Significativamente, não houve nenhuma demanda popular por parte dos leigos por “participação ativa”, nem tampouco desejo de assumir funções de caráter clerical. A Missa de Diálogo — que favorece essa inversão de papéis — foi apenas a ponta visível de um iceberg de “participação ativa”, cuja vastidão permanecia oculta sob a superfície na época de São Pio X.

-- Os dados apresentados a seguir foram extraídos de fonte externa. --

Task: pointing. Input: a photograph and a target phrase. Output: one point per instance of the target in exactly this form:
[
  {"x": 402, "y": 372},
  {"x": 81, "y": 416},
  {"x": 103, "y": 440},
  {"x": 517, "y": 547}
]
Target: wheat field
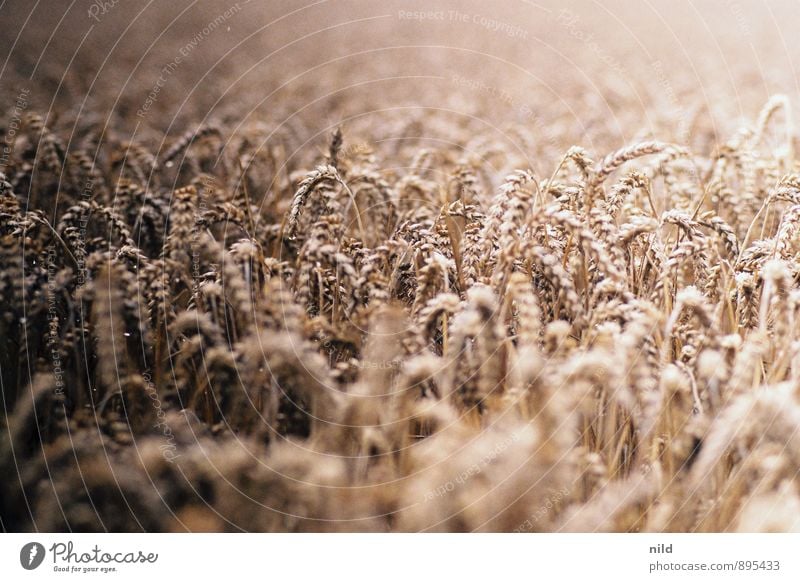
[{"x": 377, "y": 267}]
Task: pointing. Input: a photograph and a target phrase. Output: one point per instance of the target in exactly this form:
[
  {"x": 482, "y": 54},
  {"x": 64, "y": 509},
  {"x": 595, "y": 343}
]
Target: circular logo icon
[{"x": 31, "y": 555}]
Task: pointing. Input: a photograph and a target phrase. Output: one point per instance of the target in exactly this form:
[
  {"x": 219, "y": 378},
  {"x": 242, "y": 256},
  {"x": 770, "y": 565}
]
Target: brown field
[{"x": 346, "y": 266}]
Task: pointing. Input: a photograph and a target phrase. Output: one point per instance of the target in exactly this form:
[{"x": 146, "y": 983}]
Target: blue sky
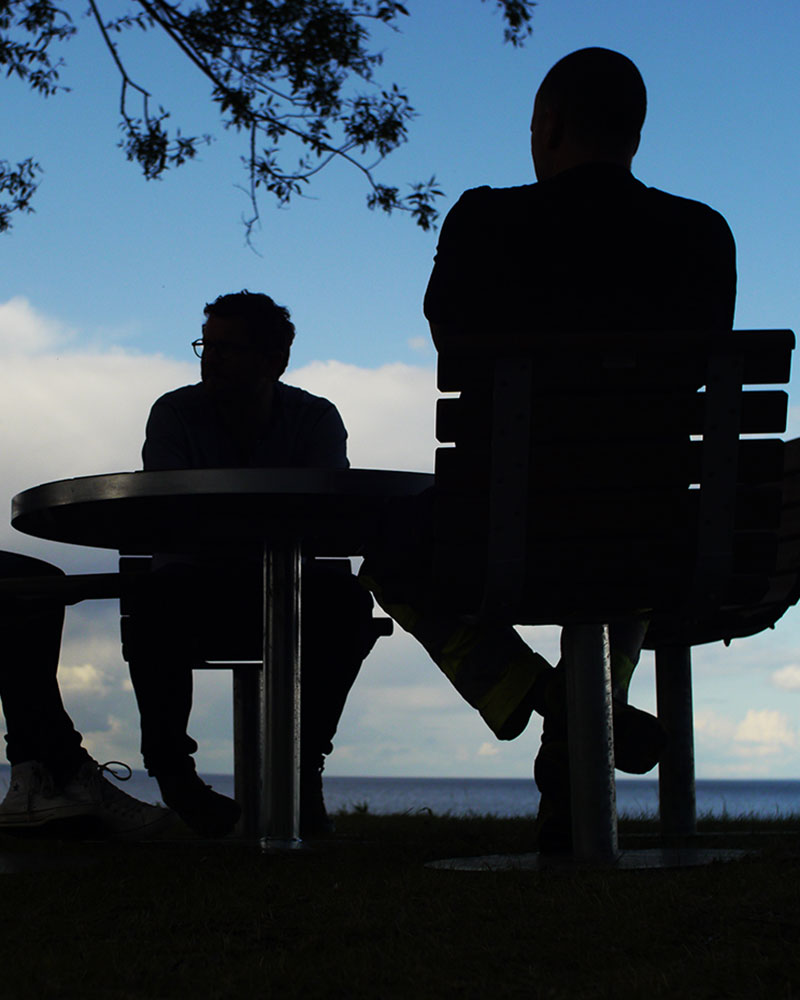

Como os artigos seguintes demonstrarão, a data de 1909 — quando Beauduin lançou o Movimento Litúrgico — permanece como um marco do estado de degeneração ao qual a liturgia católica foi reduzida após o Concílio Vaticano II.

Continua

  1. Beauduin, La Piété de l’Église: principes et faits, Louvain: Monastery of Mont César, 1914, publicado em tradução inglesa por Virgil Michel como Liturgy the Life of the Church, Collegeville, Minnesota, 1926.
  2. Lambert Beauduin, Liturgy the Life of the Church, tradução de Virgil Michel, Collegeville, Minnesota: The Liturgical Press, 1914, p. 11.
  3. “Assim, todos os fiéis serão levados a renunciar às suas orações privadas durante as cerimônias sagradas – Missa e Ofício Divino” (Ainsi tous lês fidèles seron tamenés à renoncer pendant les office divins à larécitation de prières privées). Lambert Beauduin, “La Vraie Piété de l'Eglise, Rapportau Congrès de Malines 1909”, em Questions Liturgiques et Paroissiales, 40, 1959, p. 221, apud Marc Chatanay, Emergeance du Mouvement Liturgique en France, Pamplona, 2009, p. 215.
  4. Aliás, o fundador do Opus Dei, Mons. Josemaría Escrivá, tinha o mesmo objetivo. In The Way (um livro de máximas dirigido a Católicos, Cismáticos e Protestantes), Mons. Escrivá afirmou: “A sua oração deve ser litúrgica. Como gostaria de vê-los usando os salmos e as orações do missal, em vez de orações privadas de sua escolha” (n. 86).
  5. Keith Pecklers, The Unread Vision: Liturgical Movement in the United States of America, 1926-55, Liturgical Press, Collegeville, Minnesota, 1998, p. 11.